How do you find a cable's resonant/cutoff, just by checking signal integrity with an oscilloscope, or some other way?

And what kind of filtering / order?

1. A terminated cable has no resonance, it's matched at all frequencies.

With CMOS drivers, this can be achieved with a source termination resistor; a typical output pin is 30-70 ohms internal resistance, so a typical 70-100 ohm trace (or wire in a ribbon cable, every other wire GND) needs 33 ohms in series, give or take.  More can be used to reduce risetime further, approximating the cable as a shunt capacitance and thus an RC filter is had.

For the shielded multiconductor cable case, Zo may be lower (a given wire surrounded by many wires, and/or shield -- approximately a coaxial construction), and perhaps a bus driver (stronger output) is desirable, or even a proper transceiver setup (source (series) termination + load (shunt) termination + precision threshold receiver IC -- for example, analog comparator or perhaps LVDS receiver, vs. a set threshold; 74HC7014 precision schmitt buffer; etc.).

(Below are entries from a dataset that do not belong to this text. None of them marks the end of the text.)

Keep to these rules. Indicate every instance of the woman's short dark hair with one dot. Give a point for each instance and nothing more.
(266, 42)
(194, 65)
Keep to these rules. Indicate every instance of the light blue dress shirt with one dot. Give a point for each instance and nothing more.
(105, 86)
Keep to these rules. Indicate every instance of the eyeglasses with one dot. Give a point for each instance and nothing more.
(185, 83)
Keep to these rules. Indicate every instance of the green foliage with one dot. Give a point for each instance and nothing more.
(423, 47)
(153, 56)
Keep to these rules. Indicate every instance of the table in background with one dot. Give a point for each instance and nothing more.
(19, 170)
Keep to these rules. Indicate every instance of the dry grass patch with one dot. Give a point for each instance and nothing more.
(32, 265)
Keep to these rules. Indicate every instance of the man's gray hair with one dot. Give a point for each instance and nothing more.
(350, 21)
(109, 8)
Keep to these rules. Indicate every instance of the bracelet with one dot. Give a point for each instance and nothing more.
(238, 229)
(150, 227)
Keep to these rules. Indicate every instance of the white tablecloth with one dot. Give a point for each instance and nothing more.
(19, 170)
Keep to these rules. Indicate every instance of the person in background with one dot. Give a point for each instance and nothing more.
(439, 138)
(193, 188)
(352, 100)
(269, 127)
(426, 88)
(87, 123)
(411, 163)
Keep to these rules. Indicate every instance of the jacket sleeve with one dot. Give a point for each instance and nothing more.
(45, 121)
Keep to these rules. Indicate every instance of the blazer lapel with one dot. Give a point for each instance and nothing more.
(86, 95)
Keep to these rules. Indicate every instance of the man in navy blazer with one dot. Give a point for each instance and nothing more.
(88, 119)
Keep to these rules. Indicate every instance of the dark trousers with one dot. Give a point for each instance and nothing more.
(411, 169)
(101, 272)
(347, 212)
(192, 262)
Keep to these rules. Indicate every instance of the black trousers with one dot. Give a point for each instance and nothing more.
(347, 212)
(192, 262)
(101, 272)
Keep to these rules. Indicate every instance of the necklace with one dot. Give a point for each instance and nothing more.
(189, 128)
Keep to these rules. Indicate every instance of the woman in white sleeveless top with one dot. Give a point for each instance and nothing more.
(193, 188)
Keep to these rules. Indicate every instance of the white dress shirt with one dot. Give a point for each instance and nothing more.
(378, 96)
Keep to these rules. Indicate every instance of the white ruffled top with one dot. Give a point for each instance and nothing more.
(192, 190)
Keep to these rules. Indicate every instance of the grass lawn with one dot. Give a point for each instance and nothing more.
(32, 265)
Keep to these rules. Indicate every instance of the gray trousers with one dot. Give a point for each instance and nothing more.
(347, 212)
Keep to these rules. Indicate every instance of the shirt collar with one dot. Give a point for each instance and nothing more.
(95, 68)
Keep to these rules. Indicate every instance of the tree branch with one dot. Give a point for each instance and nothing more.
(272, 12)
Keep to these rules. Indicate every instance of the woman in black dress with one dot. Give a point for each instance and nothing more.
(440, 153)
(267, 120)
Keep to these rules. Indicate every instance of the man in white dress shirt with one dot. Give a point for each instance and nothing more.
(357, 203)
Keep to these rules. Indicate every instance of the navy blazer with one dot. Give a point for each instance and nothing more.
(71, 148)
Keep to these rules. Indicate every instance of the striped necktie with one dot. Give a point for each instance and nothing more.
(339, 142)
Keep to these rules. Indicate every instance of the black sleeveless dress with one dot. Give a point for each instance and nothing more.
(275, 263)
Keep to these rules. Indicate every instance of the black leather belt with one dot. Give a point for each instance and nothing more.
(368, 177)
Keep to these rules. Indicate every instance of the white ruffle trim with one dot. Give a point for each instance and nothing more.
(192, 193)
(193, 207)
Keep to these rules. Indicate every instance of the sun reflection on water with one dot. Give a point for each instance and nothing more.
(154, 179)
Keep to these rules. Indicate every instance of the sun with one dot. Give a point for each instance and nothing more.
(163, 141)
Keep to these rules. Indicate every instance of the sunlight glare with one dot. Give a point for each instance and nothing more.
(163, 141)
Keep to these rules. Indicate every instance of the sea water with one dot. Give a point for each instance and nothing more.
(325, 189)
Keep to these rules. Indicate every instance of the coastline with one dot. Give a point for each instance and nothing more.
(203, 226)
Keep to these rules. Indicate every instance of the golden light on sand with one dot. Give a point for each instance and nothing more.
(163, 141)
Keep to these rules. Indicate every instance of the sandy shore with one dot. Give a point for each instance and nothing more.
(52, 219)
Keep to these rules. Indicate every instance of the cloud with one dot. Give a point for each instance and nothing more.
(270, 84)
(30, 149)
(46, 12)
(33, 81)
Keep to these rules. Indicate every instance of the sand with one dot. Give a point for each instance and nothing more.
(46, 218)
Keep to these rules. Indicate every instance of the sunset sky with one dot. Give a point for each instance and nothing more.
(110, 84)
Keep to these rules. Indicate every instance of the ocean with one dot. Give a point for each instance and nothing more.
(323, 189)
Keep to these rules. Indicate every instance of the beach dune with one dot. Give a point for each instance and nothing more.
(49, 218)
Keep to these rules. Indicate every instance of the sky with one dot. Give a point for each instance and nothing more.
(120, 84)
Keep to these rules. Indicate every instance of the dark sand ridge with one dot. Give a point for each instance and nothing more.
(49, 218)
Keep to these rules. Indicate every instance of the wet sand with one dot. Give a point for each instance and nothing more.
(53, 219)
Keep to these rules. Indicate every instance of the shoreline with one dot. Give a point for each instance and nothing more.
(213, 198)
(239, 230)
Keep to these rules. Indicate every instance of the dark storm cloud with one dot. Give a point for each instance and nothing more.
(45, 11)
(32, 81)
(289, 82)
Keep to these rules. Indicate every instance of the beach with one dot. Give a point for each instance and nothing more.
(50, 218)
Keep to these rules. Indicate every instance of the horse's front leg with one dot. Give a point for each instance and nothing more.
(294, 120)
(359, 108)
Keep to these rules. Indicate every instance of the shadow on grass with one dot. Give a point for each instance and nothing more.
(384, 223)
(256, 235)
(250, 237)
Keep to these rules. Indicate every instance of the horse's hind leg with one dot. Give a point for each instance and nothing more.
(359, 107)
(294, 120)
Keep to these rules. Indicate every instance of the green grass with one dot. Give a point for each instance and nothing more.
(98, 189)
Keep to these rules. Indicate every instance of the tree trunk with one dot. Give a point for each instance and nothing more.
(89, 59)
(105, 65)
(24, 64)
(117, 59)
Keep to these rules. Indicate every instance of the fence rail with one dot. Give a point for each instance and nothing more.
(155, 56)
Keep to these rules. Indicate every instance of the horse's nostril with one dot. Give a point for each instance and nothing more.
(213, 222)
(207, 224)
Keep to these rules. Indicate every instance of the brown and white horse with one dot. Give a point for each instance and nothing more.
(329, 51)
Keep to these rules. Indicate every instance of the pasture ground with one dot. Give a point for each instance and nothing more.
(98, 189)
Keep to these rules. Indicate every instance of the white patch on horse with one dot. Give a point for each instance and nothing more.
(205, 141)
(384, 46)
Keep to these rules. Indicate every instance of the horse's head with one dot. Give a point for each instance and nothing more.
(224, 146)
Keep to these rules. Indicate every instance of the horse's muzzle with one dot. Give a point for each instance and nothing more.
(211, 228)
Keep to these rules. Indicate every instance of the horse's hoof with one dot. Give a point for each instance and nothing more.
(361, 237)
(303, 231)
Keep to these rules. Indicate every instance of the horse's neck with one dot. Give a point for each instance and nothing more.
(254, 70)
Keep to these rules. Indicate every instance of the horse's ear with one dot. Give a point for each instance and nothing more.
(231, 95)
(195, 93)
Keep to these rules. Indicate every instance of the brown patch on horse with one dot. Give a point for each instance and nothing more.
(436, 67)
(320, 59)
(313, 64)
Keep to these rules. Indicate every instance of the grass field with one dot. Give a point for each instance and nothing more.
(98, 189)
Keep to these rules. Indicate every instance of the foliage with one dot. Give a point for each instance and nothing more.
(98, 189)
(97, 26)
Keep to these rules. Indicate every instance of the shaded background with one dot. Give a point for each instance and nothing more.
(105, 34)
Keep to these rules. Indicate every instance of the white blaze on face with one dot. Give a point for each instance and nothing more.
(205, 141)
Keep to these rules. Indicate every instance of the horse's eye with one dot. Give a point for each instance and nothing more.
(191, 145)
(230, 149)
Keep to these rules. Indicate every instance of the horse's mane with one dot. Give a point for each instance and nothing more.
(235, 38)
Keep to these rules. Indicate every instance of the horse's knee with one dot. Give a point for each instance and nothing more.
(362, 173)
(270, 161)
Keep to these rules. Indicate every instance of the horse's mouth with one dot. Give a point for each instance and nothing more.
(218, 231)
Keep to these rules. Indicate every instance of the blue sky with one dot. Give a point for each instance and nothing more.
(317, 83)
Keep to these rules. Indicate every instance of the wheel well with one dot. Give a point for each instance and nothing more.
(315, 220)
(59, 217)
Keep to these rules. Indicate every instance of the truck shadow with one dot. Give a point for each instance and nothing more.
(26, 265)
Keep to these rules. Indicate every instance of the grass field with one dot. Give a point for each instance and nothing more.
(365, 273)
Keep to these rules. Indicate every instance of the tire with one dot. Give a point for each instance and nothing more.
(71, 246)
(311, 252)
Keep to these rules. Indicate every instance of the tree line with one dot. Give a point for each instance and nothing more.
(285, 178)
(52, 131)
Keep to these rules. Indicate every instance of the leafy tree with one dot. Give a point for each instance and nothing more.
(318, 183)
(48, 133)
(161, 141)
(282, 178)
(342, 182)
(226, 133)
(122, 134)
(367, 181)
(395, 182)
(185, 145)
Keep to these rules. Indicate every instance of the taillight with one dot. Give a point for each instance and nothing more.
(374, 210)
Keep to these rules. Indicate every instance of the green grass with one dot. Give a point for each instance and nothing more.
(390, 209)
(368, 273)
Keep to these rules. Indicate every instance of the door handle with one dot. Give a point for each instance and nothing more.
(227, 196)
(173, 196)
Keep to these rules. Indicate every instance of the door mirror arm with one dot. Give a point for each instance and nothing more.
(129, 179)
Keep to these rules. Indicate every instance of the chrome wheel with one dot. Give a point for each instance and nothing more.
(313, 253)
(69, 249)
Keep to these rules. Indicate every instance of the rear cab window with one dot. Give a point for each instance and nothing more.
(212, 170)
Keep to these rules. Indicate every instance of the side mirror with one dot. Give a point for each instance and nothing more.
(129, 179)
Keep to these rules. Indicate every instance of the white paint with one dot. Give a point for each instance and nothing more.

For reasonably well isolated signals (like alternating signal-GND in a ribbon cable, modestly spaced microstrip over GND plane on PCB, or individual coax), with termination, operation is limited only by the effect of propagation delay on the protocol (e.g., MISO might be delayed by a whole clock time) and the attenuation rate of the medium.

2. A poorly terminated cable, or the bandpass coupling due to crosstalk, or the potential for emissions on a poorly or unshielded cable, may find filtering desirable.  The electrical length of the cable is its length divided by its velocity factor (including the speed of light), t = l / (c c_0).  Typical cable is 60-85% c_0 so 1.5m is 6-8ns.  Note that a full reflection travels the length and back, or 12-17ns.  The corresponding frequency is this half-wave period, or 30-43MHz, and harmonics thereof.

For good square pulses, we want to operate less than, say, 1/5th the cutoff frequency, so under 10Mbps will be fine; pushing towards 1/3 might also still be fine, which is as I said before, a bit more may even be acceptable.

The nature of that filtering, can take on many forms:

A simple (single pole) RC filter provides gentle attenuation vs. frequency, so we might prefer it to cut off much lower, to get adequate attenuation near resonance, but that limits baud rate even further.

An LC filter can have sharper response, making cutoff just below cable resonance feasible, and a Bessel characteristic can be chosen to maximize pulse clarity.

An RLC filter is probably best, so that damping resistance is available to absorb resonances on the cable, as well as soften the cutoff characteristic.  A series ferrite bead is a typical choice here, and then some 100s pF shunt.  The ferrite bead may be before, after, or both, the capacitor -- note that FB between cap and cable provides resistance necessary to terminate/dampen its resonance.

We might also choose a series L, then shunt (C || (R + C2)) circuit: we have C2 > C, so that R is dominant in the transition band, terminating the filter even if the source is high or low impedance, or the load is high impedance.

The shunt capacitor is also a good place to put a clamp diode/TVS, for ESD purposes.